ConwayLife.com

I modified the period 17 oscillator 54P17.1 to make it unstable, and then stabilized it with a beacon. When i put the beacon in its second fase, it takes the pattern 34 generations to turn back to it's original pattern. I'm wondering if this counts as a trivial example or not, because I modified 54P17.1 to depend on the beacon for stabilizing.


If you look closely at the upper right part of the bottom square of the beacon, then go 2 cells to the right, you can see the cell I modified.
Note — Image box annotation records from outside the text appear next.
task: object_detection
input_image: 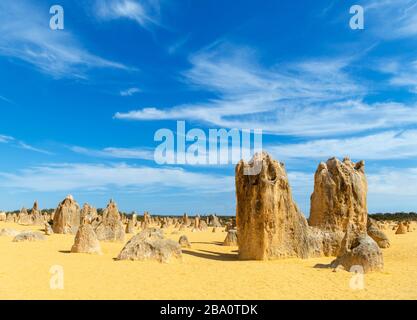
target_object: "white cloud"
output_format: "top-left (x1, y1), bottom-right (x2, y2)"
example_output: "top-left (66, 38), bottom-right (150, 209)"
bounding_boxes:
top-left (288, 167), bottom-right (417, 216)
top-left (0, 134), bottom-right (14, 143)
top-left (95, 0), bottom-right (160, 28)
top-left (0, 135), bottom-right (52, 155)
top-left (0, 1), bottom-right (128, 78)
top-left (0, 163), bottom-right (234, 193)
top-left (362, 0), bottom-right (417, 39)
top-left (120, 88), bottom-right (140, 97)
top-left (115, 42), bottom-right (417, 136)
top-left (266, 130), bottom-right (417, 160)
top-left (70, 146), bottom-right (154, 160)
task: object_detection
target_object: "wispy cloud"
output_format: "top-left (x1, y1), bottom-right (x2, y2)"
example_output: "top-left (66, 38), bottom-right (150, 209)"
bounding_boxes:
top-left (95, 0), bottom-right (160, 28)
top-left (266, 130), bottom-right (417, 160)
top-left (120, 88), bottom-right (140, 97)
top-left (70, 146), bottom-right (154, 160)
top-left (0, 163), bottom-right (234, 193)
top-left (115, 42), bottom-right (417, 136)
top-left (0, 0), bottom-right (129, 78)
top-left (0, 135), bottom-right (52, 155)
top-left (361, 0), bottom-right (417, 39)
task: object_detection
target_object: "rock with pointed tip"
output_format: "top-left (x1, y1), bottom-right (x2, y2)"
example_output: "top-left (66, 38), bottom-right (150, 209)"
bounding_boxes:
top-left (309, 158), bottom-right (368, 232)
top-left (52, 195), bottom-right (81, 234)
top-left (237, 152), bottom-right (318, 260)
top-left (71, 223), bottom-right (101, 254)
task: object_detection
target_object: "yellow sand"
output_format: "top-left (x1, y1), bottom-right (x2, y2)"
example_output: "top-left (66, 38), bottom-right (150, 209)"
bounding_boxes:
top-left (0, 222), bottom-right (417, 299)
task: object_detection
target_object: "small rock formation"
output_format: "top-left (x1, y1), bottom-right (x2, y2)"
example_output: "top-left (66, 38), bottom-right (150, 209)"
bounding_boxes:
top-left (12, 231), bottom-right (46, 242)
top-left (80, 203), bottom-right (97, 224)
top-left (395, 222), bottom-right (407, 234)
top-left (52, 195), bottom-right (81, 234)
top-left (143, 211), bottom-right (152, 226)
top-left (95, 200), bottom-right (125, 241)
top-left (17, 208), bottom-right (33, 226)
top-left (236, 152), bottom-right (317, 260)
top-left (367, 218), bottom-right (390, 248)
top-left (0, 228), bottom-right (20, 237)
top-left (209, 214), bottom-right (222, 228)
top-left (331, 227), bottom-right (384, 273)
top-left (309, 158), bottom-right (368, 232)
top-left (223, 230), bottom-right (238, 246)
top-left (44, 222), bottom-right (54, 236)
top-left (71, 223), bottom-right (101, 254)
top-left (126, 219), bottom-right (135, 234)
top-left (199, 220), bottom-right (208, 231)
top-left (6, 213), bottom-right (16, 222)
top-left (117, 229), bottom-right (182, 262)
top-left (30, 201), bottom-right (45, 226)
top-left (178, 235), bottom-right (191, 248)
top-left (182, 213), bottom-right (191, 227)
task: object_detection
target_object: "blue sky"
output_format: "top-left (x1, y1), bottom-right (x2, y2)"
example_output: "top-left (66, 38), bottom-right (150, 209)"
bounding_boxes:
top-left (0, 0), bottom-right (417, 215)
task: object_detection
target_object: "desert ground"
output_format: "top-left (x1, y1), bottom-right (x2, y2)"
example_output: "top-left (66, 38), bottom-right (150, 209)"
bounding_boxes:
top-left (0, 222), bottom-right (417, 300)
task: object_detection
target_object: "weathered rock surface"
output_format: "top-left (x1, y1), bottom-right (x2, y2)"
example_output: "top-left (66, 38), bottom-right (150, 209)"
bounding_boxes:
top-left (0, 228), bottom-right (20, 237)
top-left (117, 229), bottom-right (182, 262)
top-left (80, 203), bottom-right (97, 224)
top-left (309, 158), bottom-right (368, 232)
top-left (236, 152), bottom-right (319, 260)
top-left (52, 195), bottom-right (81, 234)
top-left (44, 222), bottom-right (54, 236)
top-left (126, 219), bottom-right (135, 233)
top-left (331, 232), bottom-right (384, 273)
top-left (223, 230), bottom-right (238, 246)
top-left (71, 223), bottom-right (101, 254)
top-left (12, 231), bottom-right (46, 242)
top-left (209, 214), bottom-right (222, 228)
top-left (395, 222), bottom-right (407, 234)
top-left (178, 235), bottom-right (191, 248)
top-left (367, 218), bottom-right (390, 248)
top-left (17, 208), bottom-right (33, 226)
top-left (29, 201), bottom-right (45, 226)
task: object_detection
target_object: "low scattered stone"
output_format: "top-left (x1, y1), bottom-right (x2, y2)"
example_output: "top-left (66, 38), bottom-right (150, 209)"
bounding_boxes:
top-left (0, 228), bottom-right (20, 237)
top-left (117, 229), bottom-right (182, 262)
top-left (223, 230), bottom-right (238, 246)
top-left (367, 218), bottom-right (390, 248)
top-left (331, 234), bottom-right (384, 273)
top-left (178, 235), bottom-right (191, 248)
top-left (44, 222), bottom-right (54, 236)
top-left (71, 223), bottom-right (101, 254)
top-left (395, 222), bottom-right (407, 234)
top-left (13, 231), bottom-right (46, 242)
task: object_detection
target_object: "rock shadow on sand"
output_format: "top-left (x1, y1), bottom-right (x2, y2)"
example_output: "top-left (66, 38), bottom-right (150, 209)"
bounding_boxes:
top-left (182, 250), bottom-right (238, 261)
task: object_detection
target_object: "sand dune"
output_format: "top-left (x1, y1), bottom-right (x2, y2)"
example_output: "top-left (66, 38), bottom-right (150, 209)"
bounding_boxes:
top-left (0, 222), bottom-right (417, 299)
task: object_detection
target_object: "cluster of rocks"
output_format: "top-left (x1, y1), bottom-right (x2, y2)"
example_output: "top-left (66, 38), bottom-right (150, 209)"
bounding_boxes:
top-left (0, 152), bottom-right (402, 272)
top-left (234, 152), bottom-right (389, 271)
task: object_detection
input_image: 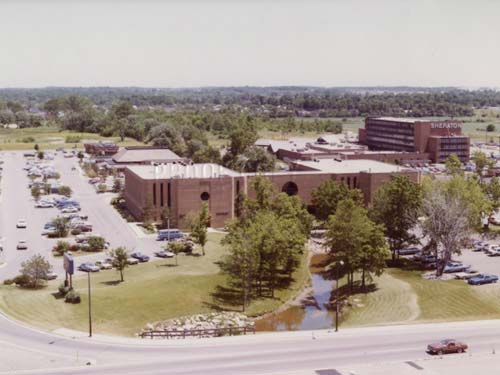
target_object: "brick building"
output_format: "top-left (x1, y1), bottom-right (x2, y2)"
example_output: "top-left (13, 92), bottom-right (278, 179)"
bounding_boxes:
top-left (359, 117), bottom-right (470, 163)
top-left (124, 159), bottom-right (420, 228)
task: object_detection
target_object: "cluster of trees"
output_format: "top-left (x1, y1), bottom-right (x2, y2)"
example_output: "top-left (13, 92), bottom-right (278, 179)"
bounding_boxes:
top-left (221, 176), bottom-right (312, 311)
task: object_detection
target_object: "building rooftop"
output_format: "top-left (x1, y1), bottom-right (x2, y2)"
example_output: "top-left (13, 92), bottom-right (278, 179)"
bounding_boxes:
top-left (293, 159), bottom-right (409, 174)
top-left (113, 146), bottom-right (181, 163)
top-left (127, 163), bottom-right (240, 180)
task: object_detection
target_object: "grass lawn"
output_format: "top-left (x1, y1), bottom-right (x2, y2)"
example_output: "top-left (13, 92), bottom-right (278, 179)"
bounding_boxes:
top-left (0, 127), bottom-right (142, 150)
top-left (342, 268), bottom-right (500, 326)
top-left (0, 233), bottom-right (308, 335)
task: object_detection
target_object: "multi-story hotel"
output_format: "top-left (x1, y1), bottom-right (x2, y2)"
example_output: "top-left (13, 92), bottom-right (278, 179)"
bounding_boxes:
top-left (359, 117), bottom-right (470, 163)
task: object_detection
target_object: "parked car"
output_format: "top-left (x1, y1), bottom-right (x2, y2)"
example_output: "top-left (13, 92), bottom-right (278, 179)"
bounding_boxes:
top-left (130, 251), bottom-right (149, 263)
top-left (127, 258), bottom-right (139, 265)
top-left (35, 201), bottom-right (54, 208)
top-left (78, 262), bottom-right (100, 272)
top-left (156, 229), bottom-right (184, 241)
top-left (16, 219), bottom-right (28, 229)
top-left (467, 273), bottom-right (498, 285)
top-left (155, 250), bottom-right (175, 258)
top-left (488, 248), bottom-right (500, 257)
top-left (427, 339), bottom-right (468, 355)
top-left (16, 240), bottom-right (28, 250)
top-left (398, 246), bottom-right (420, 255)
top-left (95, 260), bottom-right (113, 270)
top-left (443, 263), bottom-right (470, 273)
top-left (61, 206), bottom-right (80, 214)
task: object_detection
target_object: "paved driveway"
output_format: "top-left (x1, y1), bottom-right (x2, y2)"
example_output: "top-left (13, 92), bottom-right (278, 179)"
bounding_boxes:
top-left (0, 151), bottom-right (162, 280)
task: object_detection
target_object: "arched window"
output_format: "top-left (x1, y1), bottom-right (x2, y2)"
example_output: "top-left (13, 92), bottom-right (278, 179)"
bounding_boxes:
top-left (281, 181), bottom-right (299, 195)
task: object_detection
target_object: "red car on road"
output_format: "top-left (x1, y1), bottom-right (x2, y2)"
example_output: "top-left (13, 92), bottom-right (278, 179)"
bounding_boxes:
top-left (427, 339), bottom-right (468, 355)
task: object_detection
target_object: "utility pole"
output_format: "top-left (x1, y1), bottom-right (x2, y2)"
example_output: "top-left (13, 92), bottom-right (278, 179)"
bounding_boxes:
top-left (87, 271), bottom-right (92, 337)
top-left (335, 260), bottom-right (344, 332)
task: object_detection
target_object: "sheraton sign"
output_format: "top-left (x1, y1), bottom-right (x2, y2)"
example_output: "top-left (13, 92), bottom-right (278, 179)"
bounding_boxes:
top-left (431, 122), bottom-right (462, 129)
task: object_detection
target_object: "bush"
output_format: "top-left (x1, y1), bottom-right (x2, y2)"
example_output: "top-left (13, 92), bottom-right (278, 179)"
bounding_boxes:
top-left (64, 290), bottom-right (82, 303)
top-left (66, 135), bottom-right (82, 143)
top-left (57, 283), bottom-right (70, 296)
top-left (12, 275), bottom-right (30, 286)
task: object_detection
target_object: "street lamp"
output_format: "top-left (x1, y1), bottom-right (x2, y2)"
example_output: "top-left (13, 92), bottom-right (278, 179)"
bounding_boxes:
top-left (335, 260), bottom-right (344, 332)
top-left (87, 271), bottom-right (92, 337)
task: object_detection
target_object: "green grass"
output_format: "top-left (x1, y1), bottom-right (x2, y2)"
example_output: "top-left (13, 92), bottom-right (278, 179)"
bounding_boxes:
top-left (343, 269), bottom-right (500, 326)
top-left (0, 127), bottom-right (142, 150)
top-left (0, 233), bottom-right (308, 335)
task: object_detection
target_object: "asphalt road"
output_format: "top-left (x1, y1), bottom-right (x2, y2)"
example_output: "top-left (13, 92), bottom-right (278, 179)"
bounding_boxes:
top-left (0, 151), bottom-right (161, 280)
top-left (0, 317), bottom-right (500, 375)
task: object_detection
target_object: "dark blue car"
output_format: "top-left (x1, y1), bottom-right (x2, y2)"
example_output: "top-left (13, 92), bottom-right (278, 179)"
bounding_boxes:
top-left (467, 273), bottom-right (498, 285)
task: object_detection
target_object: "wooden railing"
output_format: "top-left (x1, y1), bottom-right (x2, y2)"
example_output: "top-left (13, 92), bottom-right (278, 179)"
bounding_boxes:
top-left (139, 327), bottom-right (255, 339)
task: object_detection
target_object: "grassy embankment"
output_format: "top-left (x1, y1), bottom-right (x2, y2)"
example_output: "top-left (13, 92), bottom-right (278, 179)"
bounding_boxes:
top-left (0, 127), bottom-right (142, 150)
top-left (342, 268), bottom-right (500, 326)
top-left (0, 233), bottom-right (308, 335)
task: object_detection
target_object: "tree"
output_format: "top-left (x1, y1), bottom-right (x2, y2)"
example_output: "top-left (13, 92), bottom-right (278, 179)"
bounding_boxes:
top-left (311, 180), bottom-right (363, 221)
top-left (113, 178), bottom-right (123, 193)
top-left (472, 151), bottom-right (495, 178)
top-left (485, 177), bottom-right (500, 212)
top-left (52, 216), bottom-right (69, 238)
top-left (370, 175), bottom-right (422, 260)
top-left (59, 185), bottom-right (72, 197)
top-left (21, 254), bottom-right (52, 288)
top-left (221, 225), bottom-right (260, 312)
top-left (191, 203), bottom-right (210, 255)
top-left (421, 184), bottom-right (470, 276)
top-left (444, 176), bottom-right (492, 230)
top-left (444, 154), bottom-right (464, 176)
top-left (109, 247), bottom-right (128, 282)
top-left (325, 199), bottom-right (390, 289)
top-left (31, 185), bottom-right (42, 200)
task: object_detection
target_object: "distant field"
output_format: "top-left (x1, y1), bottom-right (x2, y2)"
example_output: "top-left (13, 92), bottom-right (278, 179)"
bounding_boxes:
top-left (0, 233), bottom-right (309, 336)
top-left (0, 127), bottom-right (142, 150)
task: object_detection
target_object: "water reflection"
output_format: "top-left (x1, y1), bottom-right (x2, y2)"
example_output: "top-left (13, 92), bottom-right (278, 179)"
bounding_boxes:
top-left (255, 273), bottom-right (335, 331)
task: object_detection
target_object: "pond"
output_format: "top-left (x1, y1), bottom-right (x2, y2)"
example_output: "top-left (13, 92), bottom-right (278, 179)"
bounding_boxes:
top-left (255, 270), bottom-right (335, 331)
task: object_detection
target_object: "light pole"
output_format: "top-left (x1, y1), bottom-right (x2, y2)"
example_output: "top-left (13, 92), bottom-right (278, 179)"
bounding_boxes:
top-left (335, 260), bottom-right (344, 332)
top-left (87, 271), bottom-right (92, 337)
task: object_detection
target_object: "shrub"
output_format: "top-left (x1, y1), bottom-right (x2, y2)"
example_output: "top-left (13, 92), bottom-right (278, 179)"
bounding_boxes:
top-left (64, 290), bottom-right (82, 303)
top-left (57, 283), bottom-right (70, 296)
top-left (66, 135), bottom-right (82, 143)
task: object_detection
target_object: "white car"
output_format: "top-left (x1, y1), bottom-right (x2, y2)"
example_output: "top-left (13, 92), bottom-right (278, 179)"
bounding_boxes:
top-left (127, 258), bottom-right (139, 265)
top-left (61, 206), bottom-right (78, 214)
top-left (16, 219), bottom-right (28, 228)
top-left (16, 240), bottom-right (28, 250)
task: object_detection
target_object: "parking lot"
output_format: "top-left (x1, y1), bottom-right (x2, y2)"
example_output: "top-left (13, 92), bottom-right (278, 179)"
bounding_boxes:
top-left (0, 151), bottom-right (163, 280)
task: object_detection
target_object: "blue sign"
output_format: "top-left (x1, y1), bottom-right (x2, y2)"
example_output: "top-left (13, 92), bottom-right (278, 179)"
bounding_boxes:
top-left (64, 253), bottom-right (75, 275)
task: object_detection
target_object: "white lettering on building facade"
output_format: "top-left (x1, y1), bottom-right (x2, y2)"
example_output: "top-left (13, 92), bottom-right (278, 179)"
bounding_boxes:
top-left (431, 122), bottom-right (462, 129)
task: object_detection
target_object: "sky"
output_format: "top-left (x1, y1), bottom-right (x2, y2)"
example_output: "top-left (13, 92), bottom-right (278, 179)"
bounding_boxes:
top-left (0, 0), bottom-right (500, 87)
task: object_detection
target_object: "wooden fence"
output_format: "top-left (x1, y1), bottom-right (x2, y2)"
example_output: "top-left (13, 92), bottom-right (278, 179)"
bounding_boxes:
top-left (139, 327), bottom-right (255, 339)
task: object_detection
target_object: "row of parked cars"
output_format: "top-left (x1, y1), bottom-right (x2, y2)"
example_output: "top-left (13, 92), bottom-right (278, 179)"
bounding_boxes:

Interesting. There can be multiple definitions of a "true" p34 oscillator. Because the p17 you give is unstable by itself, I suppose there could be a definition which would make this a true p34. The prevalent definition, however, requires that at least one cell must oscillate at the full period, which does not happen in the pattern you gave.

Either way, it is still an interesting idea.

It's possible for a single object to contain multiple oscillator rotors.
On the top line at the left is a 16-bit object which appears to be the smallest case, but here both rotors are period 2, so there's no new period. On the right is an 18-bit object with a Period 2 and a Period 3 rotor, making the object itself Period 6.

Historically, talking about a Pn oscillator has implied that an object has a single rotor, which is why in the second row, both objects may be Period 10, the one on the right (found by Dean Hickerson) is the "smallest oscillator" since it has a single rotor.

In some ways this mirrors the difference between "objects" and "pseudo-objects", in that the latter can be subdivided.

(My definition above could conflict with the "at least one cell must oscillate at the full period" one, if it's possible to have a composite rotor in which two rotors with different periods overlap and support each other. For example, a Period 6 which is actually a composite of Period 2 and Period 3. But I don't even know if that's possible, or if an example has already been discovered.)